It is noteworthy to have encountered ncpGS sequence variation among plants in this very small sample of three cloned accessions. Oca cultivars are variable in traits such as tuber morphology and pigmentation, nutritional factors, insect resistance, phenology, and yield (Castillo, 1974
; Poma Machaca, 1976
; Bustinza López, 1979
; Cortés Bravo, 1984
; King and Gershoff, 1987
; Arbizu et al., 1997
). However, among molecular markers only low levels of variation are reported for isozymes (del Río, 1990
), tuber proteins (Stegemann, Majino, and Schmiediche, 1988
; Shah, Stegemann, and Galvez, 1993
), and random amplified polymorphic DNAs ([RAPDs]; A. Donayre, Universidad Nacional Mayor San Marcos, Lima, Peru, personal communication; G. Piedra, Instituto Nacional de Investigación Agropecuaria, Quito, Ecuador, personal communication), but variability appears to be greater in AFLP markers in initial assessments (Tosto and Hopp, 2000
; E. Emshwiller, unpublished data). At this level of sampling it is not possible to determine whether the ncpGS sequence variation among plants represents multiple origins of polyploidy or domestication, mutations that arose after the origin of the crop, or loss of alleles through sexual recombination.

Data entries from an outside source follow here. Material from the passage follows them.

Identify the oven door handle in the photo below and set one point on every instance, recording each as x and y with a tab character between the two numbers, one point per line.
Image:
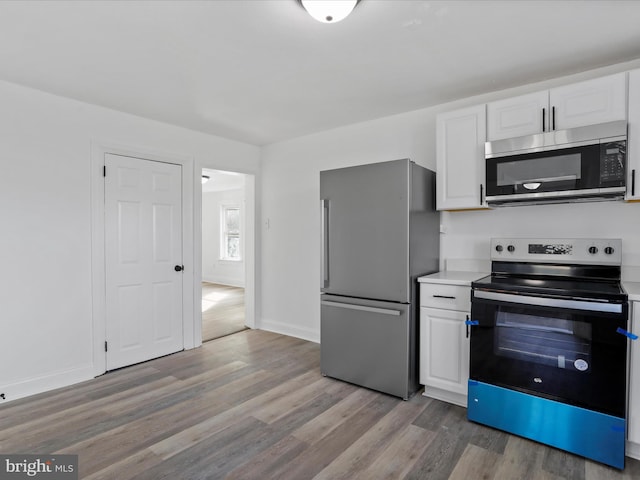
549	302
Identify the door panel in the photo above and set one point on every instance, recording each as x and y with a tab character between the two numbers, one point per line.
367	227
143	244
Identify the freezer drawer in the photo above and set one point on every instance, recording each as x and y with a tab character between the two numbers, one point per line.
369	343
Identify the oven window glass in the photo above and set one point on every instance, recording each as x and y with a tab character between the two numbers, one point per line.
557	168
556	341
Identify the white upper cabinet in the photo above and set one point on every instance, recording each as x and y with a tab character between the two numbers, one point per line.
633	144
586	103
514	117
460	137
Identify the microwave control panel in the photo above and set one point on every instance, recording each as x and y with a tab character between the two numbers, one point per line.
612	162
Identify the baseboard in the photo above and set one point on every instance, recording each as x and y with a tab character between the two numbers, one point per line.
290	330
445	396
633	450
33	386
224	281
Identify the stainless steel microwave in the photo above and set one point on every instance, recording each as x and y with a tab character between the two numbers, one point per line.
580	164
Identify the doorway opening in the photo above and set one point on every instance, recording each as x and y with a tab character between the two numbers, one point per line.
224	253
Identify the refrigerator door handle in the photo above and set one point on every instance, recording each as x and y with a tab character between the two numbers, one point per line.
384	311
325	243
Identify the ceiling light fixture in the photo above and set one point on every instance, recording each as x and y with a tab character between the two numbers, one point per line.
329	11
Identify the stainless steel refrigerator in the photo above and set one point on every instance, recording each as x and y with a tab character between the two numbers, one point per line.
380	232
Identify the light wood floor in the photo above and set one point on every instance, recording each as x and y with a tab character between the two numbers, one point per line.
223	310
254	405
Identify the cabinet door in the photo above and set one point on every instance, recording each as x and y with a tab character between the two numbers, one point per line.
460	137
444	350
514	117
588	103
633	415
633	145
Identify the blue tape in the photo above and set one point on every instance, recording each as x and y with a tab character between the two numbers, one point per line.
626	334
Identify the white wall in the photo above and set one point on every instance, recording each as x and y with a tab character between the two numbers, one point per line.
291	214
214	269
45	206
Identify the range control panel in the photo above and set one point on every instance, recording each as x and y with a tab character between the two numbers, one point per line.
598	251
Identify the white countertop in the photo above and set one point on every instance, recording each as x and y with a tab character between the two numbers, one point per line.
633	290
453	277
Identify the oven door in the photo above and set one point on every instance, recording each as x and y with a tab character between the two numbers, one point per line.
562	349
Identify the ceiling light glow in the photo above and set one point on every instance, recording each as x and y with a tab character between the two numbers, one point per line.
329	11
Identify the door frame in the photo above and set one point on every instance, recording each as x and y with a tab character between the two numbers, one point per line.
191	331
249	247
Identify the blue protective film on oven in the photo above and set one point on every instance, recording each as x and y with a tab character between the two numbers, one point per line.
626	334
594	435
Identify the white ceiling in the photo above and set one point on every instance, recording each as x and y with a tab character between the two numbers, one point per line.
262	71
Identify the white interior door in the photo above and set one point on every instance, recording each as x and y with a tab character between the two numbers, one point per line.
143	248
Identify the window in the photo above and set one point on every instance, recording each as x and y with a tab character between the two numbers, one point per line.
230	232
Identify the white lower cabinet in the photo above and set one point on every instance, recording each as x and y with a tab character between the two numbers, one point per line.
444	345
633	411
444	354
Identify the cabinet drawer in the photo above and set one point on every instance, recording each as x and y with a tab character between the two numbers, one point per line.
449	297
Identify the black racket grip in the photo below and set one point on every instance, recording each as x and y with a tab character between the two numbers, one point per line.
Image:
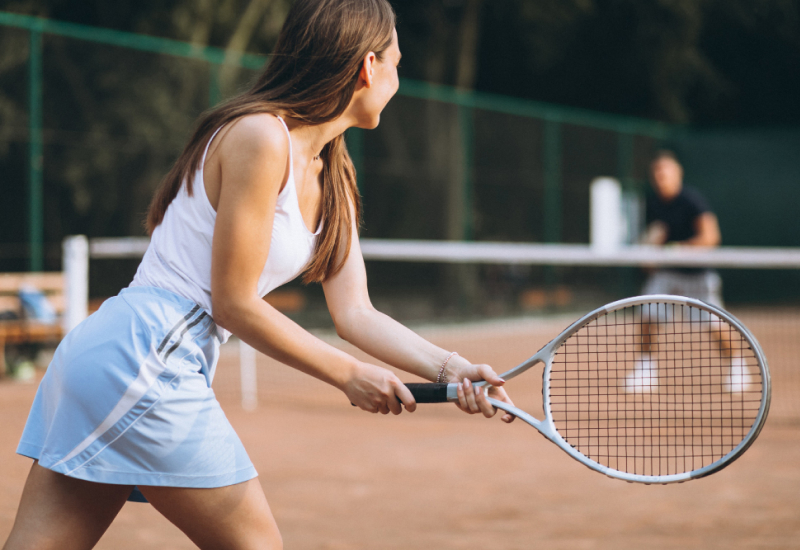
429	393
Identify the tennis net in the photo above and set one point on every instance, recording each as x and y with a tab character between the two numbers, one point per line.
498	303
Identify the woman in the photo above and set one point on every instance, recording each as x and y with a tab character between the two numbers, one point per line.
263	191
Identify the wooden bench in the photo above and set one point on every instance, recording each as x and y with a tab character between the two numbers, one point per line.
22	330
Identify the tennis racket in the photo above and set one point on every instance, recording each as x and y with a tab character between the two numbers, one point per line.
651	389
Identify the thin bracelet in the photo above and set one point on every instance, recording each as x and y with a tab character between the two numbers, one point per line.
440	379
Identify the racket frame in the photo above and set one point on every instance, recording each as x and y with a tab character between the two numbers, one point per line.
548	428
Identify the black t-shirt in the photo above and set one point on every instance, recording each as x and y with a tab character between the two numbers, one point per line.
679	215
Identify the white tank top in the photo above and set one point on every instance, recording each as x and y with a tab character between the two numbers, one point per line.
178	258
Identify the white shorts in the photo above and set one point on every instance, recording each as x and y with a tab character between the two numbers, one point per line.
127	399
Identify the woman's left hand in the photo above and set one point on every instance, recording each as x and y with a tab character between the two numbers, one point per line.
473	399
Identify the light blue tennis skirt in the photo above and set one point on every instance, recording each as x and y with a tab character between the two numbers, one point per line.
128	399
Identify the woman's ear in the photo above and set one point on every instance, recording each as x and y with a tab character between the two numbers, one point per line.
368	69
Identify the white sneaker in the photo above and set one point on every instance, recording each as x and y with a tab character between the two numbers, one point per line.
739	380
644	378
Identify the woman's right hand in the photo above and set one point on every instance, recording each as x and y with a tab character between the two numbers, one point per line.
378	390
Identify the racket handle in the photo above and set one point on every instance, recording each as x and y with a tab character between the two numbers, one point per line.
429	393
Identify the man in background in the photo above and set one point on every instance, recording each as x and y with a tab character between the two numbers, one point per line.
679	216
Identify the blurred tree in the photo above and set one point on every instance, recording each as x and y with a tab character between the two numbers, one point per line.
119	118
115	119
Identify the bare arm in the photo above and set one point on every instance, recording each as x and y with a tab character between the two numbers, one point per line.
253	164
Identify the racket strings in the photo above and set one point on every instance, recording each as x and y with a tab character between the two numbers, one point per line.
657	389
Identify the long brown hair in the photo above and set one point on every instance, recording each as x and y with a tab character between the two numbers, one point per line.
311	77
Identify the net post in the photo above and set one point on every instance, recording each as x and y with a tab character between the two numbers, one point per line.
607	225
248	376
75	262
35	160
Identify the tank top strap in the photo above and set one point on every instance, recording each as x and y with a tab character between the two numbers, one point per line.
208	145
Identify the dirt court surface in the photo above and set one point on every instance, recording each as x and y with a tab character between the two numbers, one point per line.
341	479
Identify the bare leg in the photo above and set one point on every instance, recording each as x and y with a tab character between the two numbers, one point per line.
234	517
649	337
63	513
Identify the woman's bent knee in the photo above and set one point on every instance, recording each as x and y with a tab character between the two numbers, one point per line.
57	511
233	517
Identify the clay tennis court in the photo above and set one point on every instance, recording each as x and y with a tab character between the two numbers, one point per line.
338	478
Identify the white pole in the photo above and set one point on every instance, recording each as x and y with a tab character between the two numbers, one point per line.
607	225
247	373
75	262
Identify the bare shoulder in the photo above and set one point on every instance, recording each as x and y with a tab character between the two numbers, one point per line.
259	136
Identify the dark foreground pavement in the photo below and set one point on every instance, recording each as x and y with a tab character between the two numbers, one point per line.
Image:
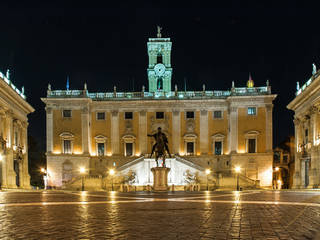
204	215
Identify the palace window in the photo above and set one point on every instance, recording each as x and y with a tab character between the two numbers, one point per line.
101	115
252	111
129	145
100	145
190	144
66	142
217	114
217	140
128	115
159	115
190	115
100	149
251	145
218	148
67	147
190	148
129	149
251	141
66	113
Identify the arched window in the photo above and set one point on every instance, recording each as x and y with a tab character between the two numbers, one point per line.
100	145
190	144
129	145
251	141
67	167
67	142
217	143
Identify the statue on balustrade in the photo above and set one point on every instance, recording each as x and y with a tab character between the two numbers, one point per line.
160	147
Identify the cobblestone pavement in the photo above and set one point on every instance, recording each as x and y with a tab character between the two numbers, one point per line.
201	215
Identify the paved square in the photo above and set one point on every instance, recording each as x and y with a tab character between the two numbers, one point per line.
179	215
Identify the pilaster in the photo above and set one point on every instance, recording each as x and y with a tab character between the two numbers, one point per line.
233	129
85	130
204	137
143	132
176	131
269	108
49	129
115	143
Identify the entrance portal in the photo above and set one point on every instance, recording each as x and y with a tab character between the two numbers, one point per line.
306	167
16	169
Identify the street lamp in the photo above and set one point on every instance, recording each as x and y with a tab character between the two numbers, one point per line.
238	169
45	177
111	172
82	170
208	171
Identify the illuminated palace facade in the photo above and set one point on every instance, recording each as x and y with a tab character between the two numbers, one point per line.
13	135
306	107
205	129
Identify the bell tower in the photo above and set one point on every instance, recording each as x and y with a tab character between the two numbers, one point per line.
159	69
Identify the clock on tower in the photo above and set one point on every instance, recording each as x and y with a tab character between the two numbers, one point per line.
159	69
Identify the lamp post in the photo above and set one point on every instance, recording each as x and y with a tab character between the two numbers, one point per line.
45	177
82	171
208	171
111	172
238	169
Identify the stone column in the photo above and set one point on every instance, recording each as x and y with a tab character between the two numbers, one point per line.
233	129
269	108
115	143
49	130
25	177
11	175
297	169
143	132
85	130
204	137
176	128
313	178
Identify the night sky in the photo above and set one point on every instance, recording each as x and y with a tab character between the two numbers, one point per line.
104	46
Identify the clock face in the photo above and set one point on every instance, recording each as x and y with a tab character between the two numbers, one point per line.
159	69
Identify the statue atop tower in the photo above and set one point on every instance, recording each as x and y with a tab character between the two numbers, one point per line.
159	69
159	31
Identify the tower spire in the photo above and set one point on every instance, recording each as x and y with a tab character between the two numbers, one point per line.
67	86
159	31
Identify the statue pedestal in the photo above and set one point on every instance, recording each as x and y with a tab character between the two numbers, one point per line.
160	179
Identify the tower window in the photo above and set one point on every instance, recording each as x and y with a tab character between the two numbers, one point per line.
128	115
159	115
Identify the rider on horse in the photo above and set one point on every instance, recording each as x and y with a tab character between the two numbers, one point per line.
160	145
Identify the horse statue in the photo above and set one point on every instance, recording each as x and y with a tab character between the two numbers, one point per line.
160	147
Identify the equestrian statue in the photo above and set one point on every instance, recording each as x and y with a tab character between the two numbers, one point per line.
160	147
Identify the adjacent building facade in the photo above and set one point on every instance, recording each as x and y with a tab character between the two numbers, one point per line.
205	129
306	107
13	135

Phylogenetic results 1: analyses excluding cloned sequences
Separate analyses were run with and without the cloned sequences of cultivated oca and the Bolivian wild tuber-bearing taxon and the accessions with sequence heterogeneity and missing data that caused loss of resolution when included, as discussed above (i.e., EE511, EE512, and EE960). One of the 20 MPTs that resulted from an analysis that excluded these sequences is shown in Fig. 4, which also indicates the branches that collapse in the consensus tree. For purposes of the following discussion three of the clades in Fig. 4 are designated as the "O. lotoides group," the "O. lucumayensis group," and the "O. peduncularis clade." Although the latter clade is resolved as monophyletic in all analyses of ncpGS data, the O. lotoides group and O. lucumayensis group are resolved in various ways in the analyses that include the cloned sequences, so they are not necessarily monophyletic groups (in an analysis of combined ITS and ncpGS data these two groups join a single clade referred to as the "O. lotoides clade" in Emshwiller [2002a]
).
|
Phylogenetic results 2: analyses including cloned sequences
Analyses that included the three sequence classes of cultivated oca and two classes of the wild tuber-bearing plant EE259 found 208 MPTs, one of which is shown in Fig. 5. Cloned sequences that were judged to be PCR recombinants or contaminants (see above) were excluded to avoid problems associated with including putative recombined sequences in analyses. Heterozygous accession EE871 of O. lucumayensis ssp. lucumayensis was included in the analysis shown (Fig. 5). Analyses that excluded this sequence had only 72 MPTs, but the strict consensus was the same in either case. As above, this analysis excluded the sequences of EE511 and EE512, because when included, their missing data and polymorphic coding caused an increase in the number of MPTs (to 810 trees) and significant loss of resolution (results not shown). However, by assuming nonrecombination of characters found in the parts of these sequences that were determined, the positions on the tree that these sequences would join could be inferred, indicated by the asterisks in Fig. 5.
|
|
Comparison with previous ITS results and cytology
The results of phylogenetic analysis of ncpGS sequences are congruent overall with our previous ITS results (Emshwiller and Doyle, 1998
). One character on the ITS gene tree conflicts with each of the ncpGS characters that unite the O. lotoides group, the O. lucumayensis group, and the sequences of O. spiralis and O. mollissima (Figs. 4 and 5; see also fig. 3 in Emshwiller and Doyle, 1999
). In the latter case the ncpGS data seem to be more congruent with morphology and species boundaries than those of ITS.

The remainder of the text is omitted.